Het gaat om activiteiten die gericht zijn op meedoen mogelijk maken: voor alle inwoners, met en zonder beperking en van alle leeftijden (kinderen, jongeren, volwassenen, ouderen).

7. Ontwikkelopgave en doelstellingen

Voor de periode 2023 t/m 2026 hebben we een ontwikkelopgave en doelstellingen bepaald waaraan activiteiten in het kader van de basisondersteuning moeten bijdragen.

 

Ontwikkelopgave

We zien dat het aantal potentieel kwetsbare inwoners toeneemt. Het is de uitdaging om ondersteuning beschikbaar te houden voor de meest kwetsbare inwoners, binnen de beschikbare middelen (geld en professionele kracht). De manier waarop hulp en ondersteuning nu geboden wordt en georganiseerd is, is op termijn niet meer houdbaar. Verandering is dus nodig.

Dit vraagt om een omvorming van de basisondersteuning.

 

De leidende principes vormen het kader waarlangs deze ontwikkeling vorm moeten krijgen.

Voorbeelden hiervan zijn:

  • van individueel naar collectief aanbod.

  • versterken van kracht van buurten en wijken, sturen op netwerken in plaats van individuen.

  • present werken, als onderdeel van de lokale samenleving.

  • andere manieren van ondersteunen ontwikkelen, gericht op leren omgaan met problemen en tegenslagen in plaats van oplossen.

  • veerkracht van samenleving en individuen vergroten (samenredzaamheid / zelfredzaamheid).

  • beter aansluiten op en gebruik maken van lokale kracht.

  • beter aansluiten bij oplossingsrichtingen van inwoners.

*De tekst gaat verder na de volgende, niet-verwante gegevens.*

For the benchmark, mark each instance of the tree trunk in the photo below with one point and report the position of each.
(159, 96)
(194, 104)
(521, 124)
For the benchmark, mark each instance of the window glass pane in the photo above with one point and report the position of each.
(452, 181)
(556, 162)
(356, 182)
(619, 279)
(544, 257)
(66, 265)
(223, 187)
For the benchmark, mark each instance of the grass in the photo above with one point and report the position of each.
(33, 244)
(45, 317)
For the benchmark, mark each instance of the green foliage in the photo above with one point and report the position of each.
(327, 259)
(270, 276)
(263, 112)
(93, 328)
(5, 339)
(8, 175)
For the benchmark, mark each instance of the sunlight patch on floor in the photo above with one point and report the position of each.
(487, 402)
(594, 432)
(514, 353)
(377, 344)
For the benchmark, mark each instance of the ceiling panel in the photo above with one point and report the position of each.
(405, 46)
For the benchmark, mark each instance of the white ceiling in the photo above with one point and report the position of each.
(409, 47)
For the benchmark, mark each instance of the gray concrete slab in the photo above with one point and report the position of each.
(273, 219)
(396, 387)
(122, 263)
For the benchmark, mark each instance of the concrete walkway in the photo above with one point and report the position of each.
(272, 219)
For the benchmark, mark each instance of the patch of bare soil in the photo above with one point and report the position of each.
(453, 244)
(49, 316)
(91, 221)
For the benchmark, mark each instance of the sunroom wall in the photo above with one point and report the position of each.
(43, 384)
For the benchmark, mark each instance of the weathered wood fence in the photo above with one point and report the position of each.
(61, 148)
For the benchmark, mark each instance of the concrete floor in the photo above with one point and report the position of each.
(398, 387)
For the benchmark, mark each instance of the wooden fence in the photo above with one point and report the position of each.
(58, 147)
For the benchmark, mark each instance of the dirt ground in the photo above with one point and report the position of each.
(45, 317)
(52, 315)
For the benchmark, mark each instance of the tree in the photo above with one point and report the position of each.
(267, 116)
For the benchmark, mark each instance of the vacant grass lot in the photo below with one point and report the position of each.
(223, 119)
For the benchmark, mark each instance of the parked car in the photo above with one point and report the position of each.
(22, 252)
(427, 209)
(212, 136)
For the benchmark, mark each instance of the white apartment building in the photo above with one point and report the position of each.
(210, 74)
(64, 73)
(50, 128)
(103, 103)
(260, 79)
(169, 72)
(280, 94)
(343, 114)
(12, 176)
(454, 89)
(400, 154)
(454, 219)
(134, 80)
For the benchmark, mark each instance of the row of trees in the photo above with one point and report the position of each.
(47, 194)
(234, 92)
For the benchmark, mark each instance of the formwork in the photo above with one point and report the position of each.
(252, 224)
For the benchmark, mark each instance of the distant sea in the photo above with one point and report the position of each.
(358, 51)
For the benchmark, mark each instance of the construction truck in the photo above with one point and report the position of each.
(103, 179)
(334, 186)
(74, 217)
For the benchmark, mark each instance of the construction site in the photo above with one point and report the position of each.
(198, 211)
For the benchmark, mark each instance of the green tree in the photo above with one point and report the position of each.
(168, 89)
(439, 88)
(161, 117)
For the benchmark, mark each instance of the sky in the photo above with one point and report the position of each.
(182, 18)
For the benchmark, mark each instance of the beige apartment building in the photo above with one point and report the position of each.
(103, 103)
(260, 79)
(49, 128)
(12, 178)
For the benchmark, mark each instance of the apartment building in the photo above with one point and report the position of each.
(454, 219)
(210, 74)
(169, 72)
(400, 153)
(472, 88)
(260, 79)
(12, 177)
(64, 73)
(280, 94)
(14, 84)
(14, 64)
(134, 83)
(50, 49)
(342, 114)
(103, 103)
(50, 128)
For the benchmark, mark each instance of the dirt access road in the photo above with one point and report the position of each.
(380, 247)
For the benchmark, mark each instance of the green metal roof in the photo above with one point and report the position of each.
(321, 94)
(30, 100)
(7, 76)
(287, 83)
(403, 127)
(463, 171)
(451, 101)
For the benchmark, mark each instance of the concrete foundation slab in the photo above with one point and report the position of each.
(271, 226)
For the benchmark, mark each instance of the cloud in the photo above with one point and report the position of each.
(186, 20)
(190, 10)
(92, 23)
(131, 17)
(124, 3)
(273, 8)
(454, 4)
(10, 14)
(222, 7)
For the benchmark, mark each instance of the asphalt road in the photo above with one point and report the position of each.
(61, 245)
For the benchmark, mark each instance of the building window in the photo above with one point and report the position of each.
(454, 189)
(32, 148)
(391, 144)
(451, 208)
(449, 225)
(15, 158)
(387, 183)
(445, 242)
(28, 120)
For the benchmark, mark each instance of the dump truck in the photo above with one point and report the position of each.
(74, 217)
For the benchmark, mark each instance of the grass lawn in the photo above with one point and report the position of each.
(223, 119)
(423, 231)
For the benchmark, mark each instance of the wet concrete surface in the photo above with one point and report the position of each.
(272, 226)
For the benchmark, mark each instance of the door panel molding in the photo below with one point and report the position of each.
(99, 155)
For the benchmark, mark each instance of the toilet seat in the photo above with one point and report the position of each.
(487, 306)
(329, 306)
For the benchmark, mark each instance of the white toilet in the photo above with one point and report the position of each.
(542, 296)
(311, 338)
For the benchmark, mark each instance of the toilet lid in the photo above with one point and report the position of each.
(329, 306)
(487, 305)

Als onderdeel van de subsidieaanvraag vragen wij om een ontwikkelplan, waaruit blijkt hoe het samenwerkingsverband de ontwikkelopgave in deze subsidieperiode wil gaan realiseren inclusief een voorstel voor outputindicatoren hoe ze de ontwikkeling wil meten.

 

Doelstellingen

Wij willen dat alle inwoners, van jong tot oud, mee kunnen in onze samenleving, op een manier die bij hen past. Onder meedoen verstaan wij:

  • Prettig wonen in leefbare kernen

    Inwoners wonen op een manier die bij hen past en op een plaats waar zij zich thuis voelen. Inwoners zijn betrokken bij elkaar en zetten zich voor elkaar in.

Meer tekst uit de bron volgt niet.